Spencer Smoak, a long-time friend of Matt’s and distribution manager at Ellett Brothers, was 20 years old when he started climbing, and his first climb was with a friend on the 25-foot wall of the Lake Murray dam. He has since developed a love for the sport and has pursued climbing as far west as the Needles of California and as far north as upstate New York, but not without running into a few of nature’s friends along the way.
“A friend and I were camping after a climb in North Carolina, and at the top of the cliff was a cave,” he says. “We looked inside it to find that someone had scratched ‘rats’ into the side of the cave multiple times. We had talked to someone who said rats weren’t a big problem there, so we ignored them and set up camp and ate dinner.”
Spencer and his friend were at ease as night fell – no rodents had been sighted, which was a good sign – but as they began to set up their sleeping bags, a large rat emerged from behind a rock.
“It was huge,” Spencer says. “We shined our flashlight on him, but he wasn’t scared in the slightest. He kept approaching me, grabbed my hat and scurried back to his rock.”
After prying the hat away from the rat, the two thought their problems were over. Quite the contrary. The rat continued to attempt to steal various heavy camping items and even played with Spencer’s hair in his sleep. “That was the last straw,” he says. “I eventually moved and settled in at another site.”
Still, Spencer says nothing beats a weekend of climbing and camping, and he enjoys the view he gets after completing an ascent. “I love being outside,“ he says. “It’s really nice to be in the mountains where you have a vantage point of scenery you wouldn’t normally have.”
(Top) A rack of gear used in climbing. (Bottom) Matt Riley climbs one of the crux pitches on the Evolution Traverse in California’s Sierra Nevadas. Photo by Jason McKinley.
Outdoor rock climbing offers a winning combination of adrenaline-powered physical activity and sweeping views of gorgeous landscapes you won’t find elsewhere.
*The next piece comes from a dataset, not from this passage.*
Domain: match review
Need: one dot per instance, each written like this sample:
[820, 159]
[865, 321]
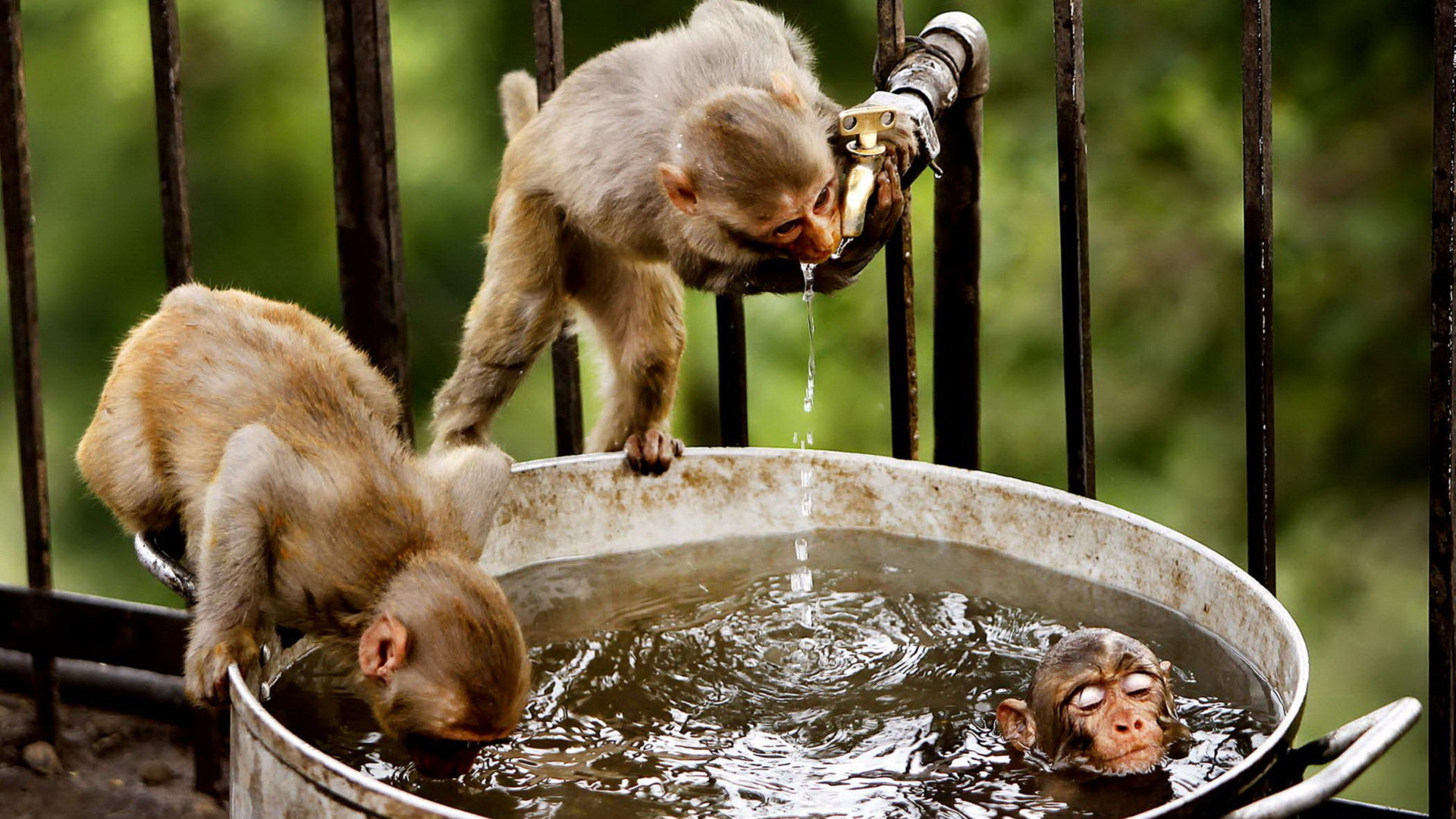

Matt, Jan, Spencer and Stephen have busy schedules that may not always allow free time to climb, but they each say they try to make a weekend trip at least once a month.
Stephen says he has found the perfect blend of his interests in climbing. “Climbing combines my loves of travel, nature and self-exploration,” he says. “And I enjoy being around sharp and detail-oriented people who are excited to pull off some really incredible things.”
Matt agrees. “It’s so much more than getting to the top,” he says. “It’s about being in situations with friends that are rewarding, seeing views of areas that you would never be able to see otherwise and keeping in good shape.”